Sólo había dos autobuses en el control migratorio y unos cuantos automóviles. Hacía mucho calor y además necesitaba orinar, por eso fue que decidió bajar. Tres taiwaneses estaban al lado de un Mazda de color azul, observaban con ojos de avaricia sus cajas con mercancías mientras eran registrados por una patrulla de aduanas. En el asiento trasero estaba sentado un Winnie the Pooh, el osito maricón de sonrisa perversa. Ella lo vio y recordó la vez que el pastor de la iglesia ubicada al lado de su casa, le dijo que ya no vendiera esos osos amarillos porque estaba poseídos por el demonio. Muy cerca de los cables tensores del puente observó un par de cambistas de moneda, arriba de ellos estaba el rótulo grande de color verde que anuncia el final de El Salvador y el comienzo de Guatemala: Frontera de Las Chinamas, en una esquina dentro de un pequeño escudo: C-A4.
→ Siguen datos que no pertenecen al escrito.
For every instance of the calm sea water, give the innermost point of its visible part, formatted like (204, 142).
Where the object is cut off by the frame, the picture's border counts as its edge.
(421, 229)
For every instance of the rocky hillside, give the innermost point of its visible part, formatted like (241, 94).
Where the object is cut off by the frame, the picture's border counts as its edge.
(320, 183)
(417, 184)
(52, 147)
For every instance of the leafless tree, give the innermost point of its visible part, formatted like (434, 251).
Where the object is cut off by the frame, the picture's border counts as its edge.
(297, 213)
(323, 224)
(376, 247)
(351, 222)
            Laura Magdalena no conocía más que el mercado de piratas donde comenzó a crecer, en el interior de una caja de cartón. Sus veintiséis años estaban llenos de pregones, humo de auto y de muy pocos amores. Todo lo suyo fue aquel sitio que poco a poco se fue llenando de películas, primero en VHS y luego en miles y miles de devedés, allí había conocido a Bruce Lee, Cantinflas, Sharon Stone, Michael Douglas, Denzel Washington, el Gato con Botas, Shrek, Anal Intensivo (volumen 5), y había visto cientos de veces a ese fiero león que anuncia el inicio del filme, mientras se hacía la pregunta de cómo habrían hecho para convencer al rey de la selva de que se sentara en esa ventana redonda para salir en la película. Gracias a la tecnología, y no a los libros, supo que su país vivió una guerra de doce años. También conoció las intimidades de la vida del legendario líder comunista fallecido en el mes de enero de ese año, Schafik Hándal, ocurrido luego de un viaje hecho a Bolivia para la toma de posesión del presidente Evo Morales. Mientras se celebraba el sepelio del legendario comunista, ella pudo vender varios cientos de devedés con el rostro de canas blancas en la portada. Los piratas habían podido compilar en tiempo récord más de dos horas de la vida del fallecido, inclusive, al siguiente día del sepelio ella vendió cerca de dos mil devedés donde se mostraban las imágenes de los actos fúnebres en el cementerio de Los Ilustres de San Salvador. El mes anterior había podido sembrar las bancas de su puesto de ventas de luces y de arbolitos de navidad, manzanas y uvas; después tirar la carpa y rellenar el espacio con cuadernos y libros escolares, juguetes, trajes de baño, tangas, bombillos chinos, canciones olvidadas, tambores de Taiwán, bicicletas de plástico, peluches falsos, trompetas imposibles de hacer sonar, ametralladoras con balas de goma, mochilas para la escuela, pantalones contrabandeados desde Guatemala y Panamá, cortaúñas, llaveros con lámpara incorporada, Godzilas de hule que gruñen y alumbran, tintes para el cabello, pelucas para mujeres de cincuenta años, brasieres de doble copa sin tirantes, medias blancas para las enfermeras del Seguro Social, corbatas para estudiantes de derecho, libros de salmos, calcetines de tres colores, celulares con videos pornos y de todo lo que un buen pirata debe ofrecer en el mundo.


            Cuando cumplió los veintiséis años, exactamente al momento que le llegó la primera regla de ese nuevo año, contó los ahorros y se buscó el coyote. Encontrarlo fue lo más fácil, había uno en cada esquina de la ciudad, esperando por esos seis mil quinientos dólares que todo aquel que deseara llegar al otro lado de las fronteras pudiera pagar.